I have a dataframe having the following columns
'CUSTOMER_ID','ORDERED_TIME','ORDER_ID'
Here, ORDERED_TIME
is a timestamp field indicating when the order was placed, CUSTOMER_ID
is the customer id (INTEGER) and ORDER_ID
is the order_id (INTEGER)
Now, from this dataframe, for every order made in the month of Jan to March 2021, I need to find out the time the previous order was placed just before ORDERED_TIME
. Let's call this column PREV_ORDER_TIME
The dataframe includes order data all the way back to 2019. However, I am only computing PREV_ORDER_TIME
for all orders made between Jan to March. If there is no PREV_ORDER_TIME
order for an order, I would like to display null
My final expected output is something like ['CUSTOMER_ID','ORDERED_TIME','ORDER_ID','PREV_ORDER_TIME']
The way I understand, for some orders in these 3 months, the previous orders can be in these 3 months, but for some other orders, it may well be before this window.

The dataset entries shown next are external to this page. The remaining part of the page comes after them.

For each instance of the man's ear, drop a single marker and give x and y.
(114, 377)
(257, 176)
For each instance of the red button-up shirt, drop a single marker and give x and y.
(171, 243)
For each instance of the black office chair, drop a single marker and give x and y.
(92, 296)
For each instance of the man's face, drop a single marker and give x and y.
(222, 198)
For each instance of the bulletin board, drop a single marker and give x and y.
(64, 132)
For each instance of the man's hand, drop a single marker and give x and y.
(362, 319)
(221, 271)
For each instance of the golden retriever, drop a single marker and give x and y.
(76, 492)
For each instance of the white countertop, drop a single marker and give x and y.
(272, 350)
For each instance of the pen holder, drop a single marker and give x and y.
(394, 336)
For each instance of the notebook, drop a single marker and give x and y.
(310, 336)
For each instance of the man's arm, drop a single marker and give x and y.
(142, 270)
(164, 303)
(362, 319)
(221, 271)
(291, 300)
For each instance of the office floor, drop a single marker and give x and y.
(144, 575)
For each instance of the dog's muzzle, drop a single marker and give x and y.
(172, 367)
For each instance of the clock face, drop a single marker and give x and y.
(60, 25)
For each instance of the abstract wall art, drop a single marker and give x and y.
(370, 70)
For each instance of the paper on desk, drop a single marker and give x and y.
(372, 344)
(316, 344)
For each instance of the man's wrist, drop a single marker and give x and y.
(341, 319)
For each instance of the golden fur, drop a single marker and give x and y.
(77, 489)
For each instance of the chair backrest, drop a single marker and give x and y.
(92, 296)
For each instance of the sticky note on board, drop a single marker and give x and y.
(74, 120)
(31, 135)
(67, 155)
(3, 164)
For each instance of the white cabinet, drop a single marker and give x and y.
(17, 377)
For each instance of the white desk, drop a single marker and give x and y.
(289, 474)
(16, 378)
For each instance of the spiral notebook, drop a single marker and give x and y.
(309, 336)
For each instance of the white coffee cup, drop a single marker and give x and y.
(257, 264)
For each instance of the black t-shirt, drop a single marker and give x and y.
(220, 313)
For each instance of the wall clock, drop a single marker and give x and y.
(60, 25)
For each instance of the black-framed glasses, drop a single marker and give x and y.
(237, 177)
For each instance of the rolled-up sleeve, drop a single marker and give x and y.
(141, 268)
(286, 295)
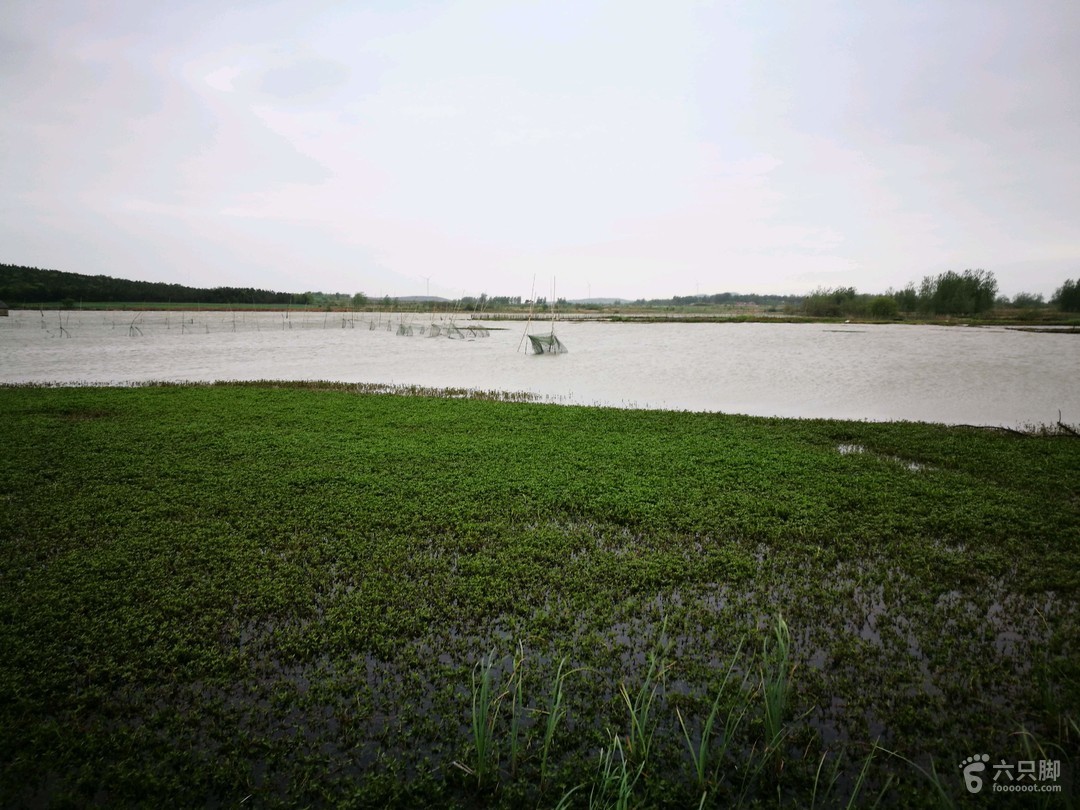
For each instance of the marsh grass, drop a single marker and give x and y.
(775, 674)
(707, 757)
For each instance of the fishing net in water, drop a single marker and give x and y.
(547, 345)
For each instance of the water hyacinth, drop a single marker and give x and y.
(282, 595)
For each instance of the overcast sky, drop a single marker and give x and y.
(630, 149)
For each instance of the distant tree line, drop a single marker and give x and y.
(970, 293)
(22, 285)
(723, 299)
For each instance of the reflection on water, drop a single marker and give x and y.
(956, 375)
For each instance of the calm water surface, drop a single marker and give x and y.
(956, 375)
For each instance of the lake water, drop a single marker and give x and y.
(954, 375)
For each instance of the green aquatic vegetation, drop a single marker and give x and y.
(280, 591)
(704, 752)
(775, 684)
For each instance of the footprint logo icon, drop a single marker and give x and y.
(973, 766)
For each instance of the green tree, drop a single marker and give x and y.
(1028, 300)
(1067, 296)
(958, 294)
(885, 307)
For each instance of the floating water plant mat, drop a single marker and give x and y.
(547, 345)
(285, 595)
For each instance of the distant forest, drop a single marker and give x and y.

I am not sure how to approach this. I feel like I might need to use some binary search to find the closest date, but am not really sure how to make this work only for orders from Jan to March despite my dataset containing orders well before that.
Please let me know if any other information is needed
Any help would be appreciated. Thanks
CodePudding user response:
You can use lag
function over a window, as follow:
from pyspark.sql import Window
from pyspark.sql import functions as F
window = Window().partitionBy("CUSTOMER_ID").orderBy('ORDERED_TIME')
dataframe.withColumn('PREV_ORDER_TIME', F.lag('ORDERED_TIME').over(window))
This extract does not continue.